I didn’t see the breakout of 1.1170 coming, because the 61.8% Fibonacci of the movement from 1.0340 to 1.2525 is at 1.1187. I was expecting the euro to be at 1.23 by June. The probability of this happening by then is now about 10%.

The global economic slowdown, trade wars, Brexit, and the softened stance of ECB President Mario Draghi have all sent the pair south. This has lost us some time. Even if we suppose that the euro will start rising now at the same pace as the bullish trend from 2017, it won’t reach 1.23 until the 25th of November this year.
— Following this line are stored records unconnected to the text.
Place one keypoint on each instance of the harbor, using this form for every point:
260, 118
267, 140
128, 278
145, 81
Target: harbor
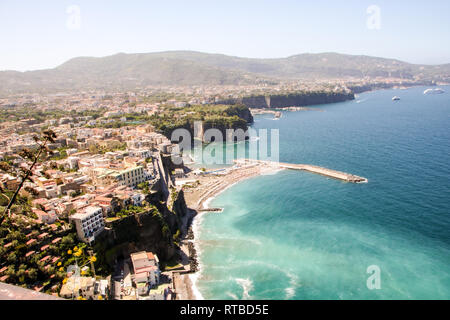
210, 184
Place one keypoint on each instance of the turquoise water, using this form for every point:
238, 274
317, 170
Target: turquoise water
296, 235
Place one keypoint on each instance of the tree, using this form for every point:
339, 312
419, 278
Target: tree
34, 157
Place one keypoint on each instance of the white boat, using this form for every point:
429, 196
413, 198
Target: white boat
434, 91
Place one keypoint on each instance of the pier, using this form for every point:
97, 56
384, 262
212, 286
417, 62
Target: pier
347, 177
325, 172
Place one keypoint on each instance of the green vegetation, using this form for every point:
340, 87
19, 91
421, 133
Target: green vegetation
43, 262
221, 117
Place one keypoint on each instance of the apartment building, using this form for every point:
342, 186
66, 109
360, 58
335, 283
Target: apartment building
131, 177
89, 223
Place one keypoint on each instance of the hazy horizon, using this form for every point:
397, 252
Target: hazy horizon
44, 35
218, 53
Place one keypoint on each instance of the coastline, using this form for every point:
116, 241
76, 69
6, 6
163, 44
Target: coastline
234, 177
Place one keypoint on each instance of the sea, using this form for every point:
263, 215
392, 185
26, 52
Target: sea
301, 236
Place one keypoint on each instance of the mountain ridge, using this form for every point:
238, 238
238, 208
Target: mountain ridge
182, 68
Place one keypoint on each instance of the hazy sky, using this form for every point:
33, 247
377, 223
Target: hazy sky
43, 34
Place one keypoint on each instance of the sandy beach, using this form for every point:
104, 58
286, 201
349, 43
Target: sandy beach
198, 198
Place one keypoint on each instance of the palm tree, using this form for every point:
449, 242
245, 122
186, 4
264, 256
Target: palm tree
47, 136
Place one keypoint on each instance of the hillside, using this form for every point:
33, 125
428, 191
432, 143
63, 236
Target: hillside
176, 68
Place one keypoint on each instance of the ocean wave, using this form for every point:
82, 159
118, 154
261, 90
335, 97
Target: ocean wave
247, 286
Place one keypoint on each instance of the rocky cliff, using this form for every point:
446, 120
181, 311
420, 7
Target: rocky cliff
291, 100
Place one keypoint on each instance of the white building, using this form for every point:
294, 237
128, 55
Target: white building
146, 271
131, 177
89, 223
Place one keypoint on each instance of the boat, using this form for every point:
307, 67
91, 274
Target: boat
434, 91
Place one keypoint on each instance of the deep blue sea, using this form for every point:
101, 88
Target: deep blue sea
297, 235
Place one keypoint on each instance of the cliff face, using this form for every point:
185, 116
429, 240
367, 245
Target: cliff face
146, 231
234, 117
291, 100
376, 86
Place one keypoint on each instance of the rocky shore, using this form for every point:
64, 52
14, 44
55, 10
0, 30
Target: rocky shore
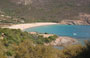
63, 41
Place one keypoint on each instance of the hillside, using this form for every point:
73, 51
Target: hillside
18, 44
45, 10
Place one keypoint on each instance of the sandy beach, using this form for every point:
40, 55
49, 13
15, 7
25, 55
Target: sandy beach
29, 25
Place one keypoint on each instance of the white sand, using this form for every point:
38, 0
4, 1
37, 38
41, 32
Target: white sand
29, 25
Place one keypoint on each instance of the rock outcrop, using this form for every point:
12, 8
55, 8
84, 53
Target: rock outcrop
63, 41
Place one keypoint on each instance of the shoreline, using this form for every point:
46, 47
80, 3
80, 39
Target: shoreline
29, 25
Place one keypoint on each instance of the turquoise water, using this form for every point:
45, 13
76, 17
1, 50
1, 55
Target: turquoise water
81, 32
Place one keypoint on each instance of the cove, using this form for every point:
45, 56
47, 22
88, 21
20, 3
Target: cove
80, 32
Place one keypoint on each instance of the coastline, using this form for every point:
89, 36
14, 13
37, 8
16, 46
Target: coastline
29, 25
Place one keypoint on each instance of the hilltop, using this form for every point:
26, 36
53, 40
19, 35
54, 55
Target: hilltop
45, 10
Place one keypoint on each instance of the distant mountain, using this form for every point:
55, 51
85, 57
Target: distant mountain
45, 10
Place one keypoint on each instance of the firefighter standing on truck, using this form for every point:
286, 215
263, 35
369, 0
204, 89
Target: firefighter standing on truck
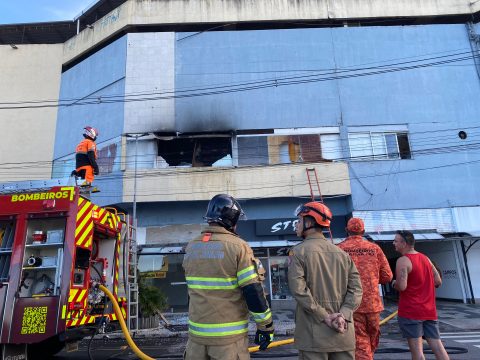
86, 156
224, 285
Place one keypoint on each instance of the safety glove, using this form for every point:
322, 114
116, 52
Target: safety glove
264, 337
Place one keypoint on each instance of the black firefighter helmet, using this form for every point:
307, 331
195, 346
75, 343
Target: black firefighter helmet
224, 210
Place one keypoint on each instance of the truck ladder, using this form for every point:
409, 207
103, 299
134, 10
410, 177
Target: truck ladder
314, 184
34, 185
132, 284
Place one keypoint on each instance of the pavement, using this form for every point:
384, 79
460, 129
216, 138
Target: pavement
452, 316
456, 320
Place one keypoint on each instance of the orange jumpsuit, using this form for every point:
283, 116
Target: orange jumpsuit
374, 269
86, 156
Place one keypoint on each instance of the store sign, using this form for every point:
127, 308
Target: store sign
275, 227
I’ve included the pair’s weekly chart today instead of the hourly one in order to give a bird’s eye view of the pair’s trajectory. The euro is declining within the D-D channel. The pair hasn’t strayed too far from the 61.8% Fibo yet, so the closing price is very important.

Traders are now all awaiting US GDP data for Q1. If the figures disappoint, and the weekly candlestick closes above 1.1187, this will be confirmation of a false breakout. Since we’ve already got three lower lows on the weekly timeframe, from a technical point of view, the rebound could be strong. If GDP figures are seriously good, the immediate target will be 1.10 at the lower boundary of the E-E channel. After 1.10, the road is open towards 1.0863 (76.4%).